Brad Tyer: Washington Post reporter (and former T. Anthony Pollner Distinguished Professor at the University of Montana’s School of Journalism) Eli Saslow has a resume packed with stories that humanize bloodless policy, but even in the context of that uncanny body of work, “The Return of the 10-Minute Eviction” is a whopper. Saslow follows Phoenix, Arizona, eviction constable “Lock-’em-out Lennie” on his newly flush and deeply disheartening rounds as the city’s pandemic-era eviction moratorium expires, exposing humanity on both sides of every knocked and locked door that’s almost too much to bear.

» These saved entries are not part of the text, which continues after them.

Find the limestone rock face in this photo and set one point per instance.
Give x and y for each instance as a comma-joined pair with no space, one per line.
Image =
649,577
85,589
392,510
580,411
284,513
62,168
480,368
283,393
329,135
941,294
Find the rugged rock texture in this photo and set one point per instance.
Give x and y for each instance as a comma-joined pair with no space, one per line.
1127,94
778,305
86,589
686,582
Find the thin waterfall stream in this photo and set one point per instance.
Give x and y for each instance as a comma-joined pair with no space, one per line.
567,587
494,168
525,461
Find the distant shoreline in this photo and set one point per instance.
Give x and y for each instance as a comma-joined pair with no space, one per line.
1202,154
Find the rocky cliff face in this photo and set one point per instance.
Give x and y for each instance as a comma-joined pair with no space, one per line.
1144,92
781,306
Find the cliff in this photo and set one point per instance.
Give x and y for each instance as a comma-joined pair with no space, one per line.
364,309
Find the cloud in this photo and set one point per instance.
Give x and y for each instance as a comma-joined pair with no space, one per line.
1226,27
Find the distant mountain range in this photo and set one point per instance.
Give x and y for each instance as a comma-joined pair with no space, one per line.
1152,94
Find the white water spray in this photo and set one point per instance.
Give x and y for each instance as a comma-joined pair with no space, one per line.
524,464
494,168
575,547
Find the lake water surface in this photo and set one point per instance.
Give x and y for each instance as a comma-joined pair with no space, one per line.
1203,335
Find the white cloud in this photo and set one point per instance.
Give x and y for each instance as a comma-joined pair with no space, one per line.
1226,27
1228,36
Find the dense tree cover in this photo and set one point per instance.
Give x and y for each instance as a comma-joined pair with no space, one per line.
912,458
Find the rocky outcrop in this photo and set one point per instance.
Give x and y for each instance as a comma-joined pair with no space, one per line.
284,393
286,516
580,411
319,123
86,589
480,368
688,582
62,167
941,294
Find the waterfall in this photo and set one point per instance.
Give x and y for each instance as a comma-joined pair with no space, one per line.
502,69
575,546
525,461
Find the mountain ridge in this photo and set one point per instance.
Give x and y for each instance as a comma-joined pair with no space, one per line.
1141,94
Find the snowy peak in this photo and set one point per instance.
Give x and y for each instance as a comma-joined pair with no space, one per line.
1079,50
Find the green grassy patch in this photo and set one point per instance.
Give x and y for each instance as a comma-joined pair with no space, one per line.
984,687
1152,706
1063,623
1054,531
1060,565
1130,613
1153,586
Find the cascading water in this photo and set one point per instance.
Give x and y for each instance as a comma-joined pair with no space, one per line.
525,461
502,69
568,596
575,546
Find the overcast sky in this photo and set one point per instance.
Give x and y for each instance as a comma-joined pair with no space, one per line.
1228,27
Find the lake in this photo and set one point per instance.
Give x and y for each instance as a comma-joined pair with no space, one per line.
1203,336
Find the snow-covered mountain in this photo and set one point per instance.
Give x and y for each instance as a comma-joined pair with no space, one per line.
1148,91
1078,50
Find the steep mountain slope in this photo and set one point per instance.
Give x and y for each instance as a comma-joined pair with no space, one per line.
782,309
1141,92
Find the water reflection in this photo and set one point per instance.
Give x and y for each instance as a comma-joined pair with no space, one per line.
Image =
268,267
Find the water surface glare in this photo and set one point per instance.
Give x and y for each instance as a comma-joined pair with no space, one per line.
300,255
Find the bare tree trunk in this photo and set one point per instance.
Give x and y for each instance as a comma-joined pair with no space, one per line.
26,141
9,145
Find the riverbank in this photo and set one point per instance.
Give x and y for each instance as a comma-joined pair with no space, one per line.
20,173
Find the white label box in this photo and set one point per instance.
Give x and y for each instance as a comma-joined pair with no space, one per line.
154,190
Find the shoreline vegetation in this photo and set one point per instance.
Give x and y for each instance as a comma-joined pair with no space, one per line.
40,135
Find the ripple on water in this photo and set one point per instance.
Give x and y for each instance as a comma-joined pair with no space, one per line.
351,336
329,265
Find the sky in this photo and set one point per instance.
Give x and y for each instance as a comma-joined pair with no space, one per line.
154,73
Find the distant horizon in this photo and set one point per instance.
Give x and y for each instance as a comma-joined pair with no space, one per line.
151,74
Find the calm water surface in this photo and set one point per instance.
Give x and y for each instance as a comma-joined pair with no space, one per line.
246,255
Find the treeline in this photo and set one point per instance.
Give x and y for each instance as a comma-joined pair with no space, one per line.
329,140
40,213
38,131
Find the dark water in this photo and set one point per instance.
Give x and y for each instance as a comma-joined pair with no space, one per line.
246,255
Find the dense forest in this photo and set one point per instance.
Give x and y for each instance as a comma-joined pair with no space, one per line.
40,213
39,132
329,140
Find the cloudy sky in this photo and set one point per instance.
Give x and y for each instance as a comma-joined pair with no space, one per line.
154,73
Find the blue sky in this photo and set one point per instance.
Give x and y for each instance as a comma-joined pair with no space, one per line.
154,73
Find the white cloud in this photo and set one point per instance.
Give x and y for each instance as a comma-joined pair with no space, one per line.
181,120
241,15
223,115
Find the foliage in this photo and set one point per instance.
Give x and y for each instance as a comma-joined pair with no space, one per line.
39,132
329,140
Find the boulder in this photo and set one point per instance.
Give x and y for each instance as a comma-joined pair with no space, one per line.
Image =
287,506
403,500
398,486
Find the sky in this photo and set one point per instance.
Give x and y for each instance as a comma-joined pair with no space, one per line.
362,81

Amanda Eggert: Stories about land use can quickly turn into weedy rabbit holes, particularly if there’s anything legal involved, but a recent story in Outdoor Life impressed me with its clarity and scope. It tells the story of four hunters who used a ladder to cross from one corner of BLM land to another and the GoFundMe campaign to pay for their legal defense. The story centers on events in Wyoming, but should be of interest to Montanans, too: Both states have more than a million acres of “landlocked” public land that’s inaccessible to the public by virtue of its borders with private land.
Alex Sakariassen: For the past few months I’ve been keeping my eyes peeled for national coverage that might relate to Montana’s election integrity debate. This week paid off big-time, first with a lengthy piece from BuzzFeed News about election skeptics taking their movement door-to-door, then with an Atlantic feature documenting the story of a Texas woman who was sentenced to five years in prison for voting illegally — an incident she maintains was a simple mistake.
*Linked articles may be behind a paywall.